September 20, 2010 at 7:38 pm
http://www.reverbnation.com/play_now/5297004 click this to hear the song
*a picture of my dad, who fought in the Solomon Islands during WWII; his conversion story is told in the entry entitled "Booze Blues Cruise" on this blog
This song was almost like a prediction. I will explain that in a moment. It’s a unique song in that I wrote it with no consciousness of Living Waters at all. At the time, in my mind, Living Waters was moribund as a performance group. There was not the slightest expectation I would ever do the song with them. Well, lo and behold, the 2004 Reunion happened and, while we were practicing and planning, as an afterthought, I brought out this song. Someone must have asked if I had written anything in those past few years. Well, this was it. It gelled almost instantly. I believe we were practicing in Tony’s cellar. In our more recent jams this past year, this is one we’re going to every time. We love it, and why not? It doesn’t get anymore JOYous than E-ternal life, my friend! The transition from the bracketing quiet intro and ending with that catchy, rejoicing cant in the middle alludes to both the solemnity and desperateness AND the total joy of the death experience. I left the final chord unresolved on purpose to hint at eternity.
I remember walking outside in Hudson, MA when this song dropped on me like a rock.

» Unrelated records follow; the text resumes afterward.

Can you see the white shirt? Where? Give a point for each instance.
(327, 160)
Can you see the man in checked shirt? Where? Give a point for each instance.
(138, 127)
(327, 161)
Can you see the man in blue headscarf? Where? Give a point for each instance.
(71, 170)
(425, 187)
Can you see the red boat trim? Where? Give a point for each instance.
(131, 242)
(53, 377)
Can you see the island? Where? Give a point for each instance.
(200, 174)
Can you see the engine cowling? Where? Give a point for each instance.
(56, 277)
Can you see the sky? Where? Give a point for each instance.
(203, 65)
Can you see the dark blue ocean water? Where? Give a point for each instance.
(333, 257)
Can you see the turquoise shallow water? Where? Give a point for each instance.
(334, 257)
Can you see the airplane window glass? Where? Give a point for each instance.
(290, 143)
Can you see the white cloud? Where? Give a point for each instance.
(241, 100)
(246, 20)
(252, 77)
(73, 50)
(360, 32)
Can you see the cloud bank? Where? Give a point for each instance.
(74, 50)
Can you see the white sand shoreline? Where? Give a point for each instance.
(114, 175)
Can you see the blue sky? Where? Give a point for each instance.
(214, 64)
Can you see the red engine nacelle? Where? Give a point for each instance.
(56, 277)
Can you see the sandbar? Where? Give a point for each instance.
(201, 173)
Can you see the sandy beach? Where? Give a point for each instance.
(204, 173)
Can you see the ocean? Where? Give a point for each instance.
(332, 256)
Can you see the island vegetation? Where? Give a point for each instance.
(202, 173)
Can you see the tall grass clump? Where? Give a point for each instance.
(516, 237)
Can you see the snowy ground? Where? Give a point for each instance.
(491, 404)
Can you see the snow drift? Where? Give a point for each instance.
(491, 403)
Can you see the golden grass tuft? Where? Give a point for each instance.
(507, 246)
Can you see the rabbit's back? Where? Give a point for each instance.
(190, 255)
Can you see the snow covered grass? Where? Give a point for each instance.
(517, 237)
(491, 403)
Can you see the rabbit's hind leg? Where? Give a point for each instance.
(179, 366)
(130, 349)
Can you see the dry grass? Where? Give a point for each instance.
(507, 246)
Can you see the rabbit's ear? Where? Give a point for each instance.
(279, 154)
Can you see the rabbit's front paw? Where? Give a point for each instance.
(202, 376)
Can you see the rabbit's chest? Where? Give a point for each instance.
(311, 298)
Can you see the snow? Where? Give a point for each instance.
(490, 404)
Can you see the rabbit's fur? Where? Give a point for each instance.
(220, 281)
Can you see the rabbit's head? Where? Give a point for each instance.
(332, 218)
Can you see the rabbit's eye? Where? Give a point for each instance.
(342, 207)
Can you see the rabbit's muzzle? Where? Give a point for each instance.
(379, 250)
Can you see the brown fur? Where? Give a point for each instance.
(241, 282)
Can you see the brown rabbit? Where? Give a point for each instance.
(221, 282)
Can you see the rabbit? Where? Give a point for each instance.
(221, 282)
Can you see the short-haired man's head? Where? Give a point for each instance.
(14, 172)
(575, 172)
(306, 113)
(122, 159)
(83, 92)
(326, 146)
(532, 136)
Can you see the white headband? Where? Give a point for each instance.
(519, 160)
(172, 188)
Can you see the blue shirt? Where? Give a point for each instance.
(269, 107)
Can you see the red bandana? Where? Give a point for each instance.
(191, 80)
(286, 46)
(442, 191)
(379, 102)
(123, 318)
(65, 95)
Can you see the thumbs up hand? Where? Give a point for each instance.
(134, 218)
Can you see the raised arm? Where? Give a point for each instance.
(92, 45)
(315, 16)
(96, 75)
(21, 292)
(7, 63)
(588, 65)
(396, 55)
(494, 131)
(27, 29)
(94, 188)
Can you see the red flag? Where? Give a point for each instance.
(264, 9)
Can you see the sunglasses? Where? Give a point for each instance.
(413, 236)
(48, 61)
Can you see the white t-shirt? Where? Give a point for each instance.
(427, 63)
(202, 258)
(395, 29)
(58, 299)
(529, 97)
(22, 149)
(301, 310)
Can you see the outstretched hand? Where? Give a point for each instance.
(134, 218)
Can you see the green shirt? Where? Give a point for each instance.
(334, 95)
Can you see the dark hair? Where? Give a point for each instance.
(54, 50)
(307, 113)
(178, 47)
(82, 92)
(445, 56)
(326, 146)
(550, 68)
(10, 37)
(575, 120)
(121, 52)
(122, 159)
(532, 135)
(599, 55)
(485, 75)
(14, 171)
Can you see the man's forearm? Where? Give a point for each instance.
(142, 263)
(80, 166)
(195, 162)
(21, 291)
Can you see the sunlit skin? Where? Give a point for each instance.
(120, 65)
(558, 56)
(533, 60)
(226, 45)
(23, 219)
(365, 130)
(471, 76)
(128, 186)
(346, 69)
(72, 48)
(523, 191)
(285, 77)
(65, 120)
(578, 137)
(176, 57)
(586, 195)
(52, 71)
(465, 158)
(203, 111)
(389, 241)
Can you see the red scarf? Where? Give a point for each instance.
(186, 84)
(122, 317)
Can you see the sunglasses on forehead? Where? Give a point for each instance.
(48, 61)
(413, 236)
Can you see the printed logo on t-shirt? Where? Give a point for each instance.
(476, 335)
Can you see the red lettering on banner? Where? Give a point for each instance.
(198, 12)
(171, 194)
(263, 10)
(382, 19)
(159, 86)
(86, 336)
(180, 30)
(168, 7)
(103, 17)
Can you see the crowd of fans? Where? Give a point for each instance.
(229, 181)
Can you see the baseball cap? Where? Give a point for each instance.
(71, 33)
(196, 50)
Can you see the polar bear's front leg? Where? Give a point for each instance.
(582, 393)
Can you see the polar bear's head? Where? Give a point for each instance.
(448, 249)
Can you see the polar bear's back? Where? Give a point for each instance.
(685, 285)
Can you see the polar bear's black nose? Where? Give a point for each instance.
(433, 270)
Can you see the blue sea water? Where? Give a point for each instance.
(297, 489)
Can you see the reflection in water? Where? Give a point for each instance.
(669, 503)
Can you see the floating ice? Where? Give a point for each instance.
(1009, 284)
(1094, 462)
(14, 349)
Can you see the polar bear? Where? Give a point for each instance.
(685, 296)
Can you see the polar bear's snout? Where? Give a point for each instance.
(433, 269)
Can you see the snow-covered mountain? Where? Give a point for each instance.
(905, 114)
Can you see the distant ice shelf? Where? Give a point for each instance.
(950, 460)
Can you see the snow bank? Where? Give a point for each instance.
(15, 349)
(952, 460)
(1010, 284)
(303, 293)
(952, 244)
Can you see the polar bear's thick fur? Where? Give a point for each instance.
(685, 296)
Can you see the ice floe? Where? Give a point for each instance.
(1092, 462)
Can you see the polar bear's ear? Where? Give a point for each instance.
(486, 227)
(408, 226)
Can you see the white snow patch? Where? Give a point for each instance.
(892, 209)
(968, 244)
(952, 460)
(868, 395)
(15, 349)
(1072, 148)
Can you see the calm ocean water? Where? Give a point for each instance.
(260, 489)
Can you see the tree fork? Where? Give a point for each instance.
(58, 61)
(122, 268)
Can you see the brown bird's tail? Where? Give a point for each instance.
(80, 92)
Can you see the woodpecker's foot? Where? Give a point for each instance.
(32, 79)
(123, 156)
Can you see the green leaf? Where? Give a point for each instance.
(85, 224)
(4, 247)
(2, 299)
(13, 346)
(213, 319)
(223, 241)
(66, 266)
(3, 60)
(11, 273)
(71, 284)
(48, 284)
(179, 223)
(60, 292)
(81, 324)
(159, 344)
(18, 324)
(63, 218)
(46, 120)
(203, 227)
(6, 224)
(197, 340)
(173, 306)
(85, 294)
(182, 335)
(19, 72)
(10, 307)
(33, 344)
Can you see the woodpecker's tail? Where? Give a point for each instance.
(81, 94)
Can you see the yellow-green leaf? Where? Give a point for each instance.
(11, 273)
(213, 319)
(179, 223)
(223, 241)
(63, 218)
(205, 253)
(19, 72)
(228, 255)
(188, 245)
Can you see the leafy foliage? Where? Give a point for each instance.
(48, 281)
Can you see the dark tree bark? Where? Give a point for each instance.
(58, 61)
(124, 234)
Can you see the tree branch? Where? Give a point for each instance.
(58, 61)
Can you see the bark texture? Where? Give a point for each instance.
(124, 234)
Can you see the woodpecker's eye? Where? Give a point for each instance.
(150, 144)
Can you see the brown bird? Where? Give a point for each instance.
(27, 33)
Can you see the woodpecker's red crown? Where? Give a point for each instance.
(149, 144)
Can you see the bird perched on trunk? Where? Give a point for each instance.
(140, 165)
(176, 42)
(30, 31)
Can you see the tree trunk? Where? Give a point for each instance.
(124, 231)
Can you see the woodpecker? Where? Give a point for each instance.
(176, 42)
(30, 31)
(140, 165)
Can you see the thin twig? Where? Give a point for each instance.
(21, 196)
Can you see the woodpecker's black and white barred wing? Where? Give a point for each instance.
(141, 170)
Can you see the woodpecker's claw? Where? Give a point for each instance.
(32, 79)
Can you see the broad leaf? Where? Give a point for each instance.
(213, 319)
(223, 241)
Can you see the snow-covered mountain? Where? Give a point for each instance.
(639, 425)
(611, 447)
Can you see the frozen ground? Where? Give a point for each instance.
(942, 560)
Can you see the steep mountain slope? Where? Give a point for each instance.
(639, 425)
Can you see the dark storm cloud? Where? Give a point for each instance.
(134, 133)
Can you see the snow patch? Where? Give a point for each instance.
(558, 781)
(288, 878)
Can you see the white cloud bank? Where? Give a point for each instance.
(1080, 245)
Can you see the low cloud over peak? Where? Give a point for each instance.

This was a horribly stressful time when we were losing everything. In the song, I felt deeply what it must feel like to be at the dying moment, feeling my trust in my Savior being stretched and tested to the ripping point as I struggled with accepting the process of what felt like dying. It was amazingly real. And then came the blessed answer: the Heart of the Lord. The pierced Sacred Heart is the ultimate symbol of just how much we can trust Jesus. The answer: make my heart like your own Heart. As long as we give all we have in love, we are already at home with the Lord and dying is just a minor transition.
The next year my father died with great suffering. And then the following year, my mother died. I was able to be with her and it was a holy death. She had had an operation for water on the brain a few years back. It was done by the man who invented it and he had a success rate of 99% or something. Well, this was the 1%. My mother lost most of her short term memory. Do you know how bad people get worse as they age and good people get better? With her filter gone, the kindliness and sweet charity my mother had built up came flowing out, the fruit of a lifetime of virtue. All of the VA loved her so much. She was a saint. It was then in 2001, watching my mother die, that it fully struck me what the song had been about all along. It had predicted what happened with my parents. It was a perfect preparation for my experience with my mother. I eulogized her at her funeral Mass and testified to everyone there about the fact that she and my dad had PROVED that to live in the love of God is eternally worthwhile. I hope you like it!